Читаем Catherine the Great & Potemkin: The Imperial Love Affair полностью

There are many versions of the marriage: some say they married in Moscow the next year or in Petersburg in 1784 or 1791.7 The Moscow version takes place in the Church of the Ascension of our Lord near Nikitsky, with its distinctive round dome, painted yellow. This was close to the house of Potemkin’s mother, where he lived in Moscow. The church was later embellished with Potemkin’s money,8 in his mother’s memory. It is most famous now as the church where Alexander Pushkin married Natalia Goncharova on 18 February 1831 – one of many links between them.*1

A secret marriage could well have taken place on many another day during their relationship and the details of it concealed in the routine account of their activities. However, this time and place are the most likely. The letter from Catherine mentioned a secret enterprise and the Sievers’s jetty. The Court Journal of 8 June showed her embarking and disembarking there. There is time in the early or late evening for the secret boat trip. All the oral legends, handed down by the wedding guests and their descendants and recorded by Professor Bartenev in the nineteenth century, mentioned the St Samsonov Church, mid- to late 1774, and the same four witnesses. But where are the certificates? Potemkin’s was supposed inherited by his dearest niece, Alexandra Branicka. She told the secret to her son-in-law Prince Michael Vorontsov, and left the certificate to her daughter, Princess Lise. Count Orlov-Davydov remembered a visit to Count Samoilov, who showed him a jewelled buckle. ‘This’, he said, was presented to me by the Empress in memory of her marriage with my late uncle.’ Samoilov’s certificate was buried with him, according this his grandson Count A. A. Bobrinsky. Chertkov’s copy passed into obscurity.

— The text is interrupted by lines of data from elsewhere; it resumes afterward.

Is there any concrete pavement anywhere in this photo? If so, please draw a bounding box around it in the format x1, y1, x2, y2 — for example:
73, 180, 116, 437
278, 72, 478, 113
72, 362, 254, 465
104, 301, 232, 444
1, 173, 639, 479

The disappearance of the evidence and the secrecy are not as dubious as they might seem, because no one would have dared expose this during the strict, militaristic reigns of Tsars Paul, Alexander I and Nicholas I – or afterwards. The ‘Victorian’ Romanovs were embarrassed by Catherine’s love life, which, through the doubts about Paul’s paternity, questioned their legitimacy. As late as the 1870s, Professor Bartenev had to ask the Emperor’s permission even to do the research and it could not be published until 1906: only in the interim between the 1905 and 1917 Revolutions, when the Autocracy was on its last legs, did Nicholas II permit its publication.9

The strongest evidence of their marriage lies in Catherine’s letters; the way she treated Potemkin; how he behaved; and how their relationship was described by insiders. She signed her letters ‘devoted wife’ and called him her ‘dear husband’ in at least twenty-two letters, naming him her ‘lord’ or ‘master’ in hundreds of others.10 ‘I’ll die if you’ll change…my dear friend, loving husband’11 is an early mention of the word in their love letters. ‘Father, Ch[er] Ep[oux] – [darling husband] –…I’ve sent Kelhen to cure your chest, I love you very much, my beloved friend,’ she wrote.12 She called Potemkin’s nephew – ‘our nephew’13 (author’s italics). Monarchs, more than normal mortals, have a very precise definition of who is or is not a member of their family. She was to treat some of his family as if they were her own until her death – so much so that there were rumours that his niece Branicka was her own child.14 Her most revealing and specific letter on the subject probably dates from a year later, possibly in early 1776:

My Lord and Cher Epoux…Why do you prefer to believe your unhealthy imagination rather than the real facts, all of which confirm the words of your wife. Was she not attached to you two years ago by holy ties? I love you and I am bound to you by all possible ties. Just compare, were my acts more meaningful two years ago than they are now?15 (author’s italics)

The marriage, as both no doubt hoped, seemed to bring them even closer together. Probably Potemkin, in love with Catherine, tormented by jealousies and the fragility of his position, and ambitious to play an independent role, was soothed by it. He may have been as dissolute as he was pious, but he was a practising Orthodox believer, which may have helped persuade her. For her part, it might seem that marriage would be odd after a relationship of just a few months, but one should also quote that mother’s saying – ‘you just know when it is the right person’. Moreover Catherine had known Potemkin for twelve years and had loved him for some time: she knew him very well already. Their love was not only overwhelming but they were, as she put it, ‘twin souls’. At last she had found an intellectual equal with whom she could share the burden of ruling and the warmth of family.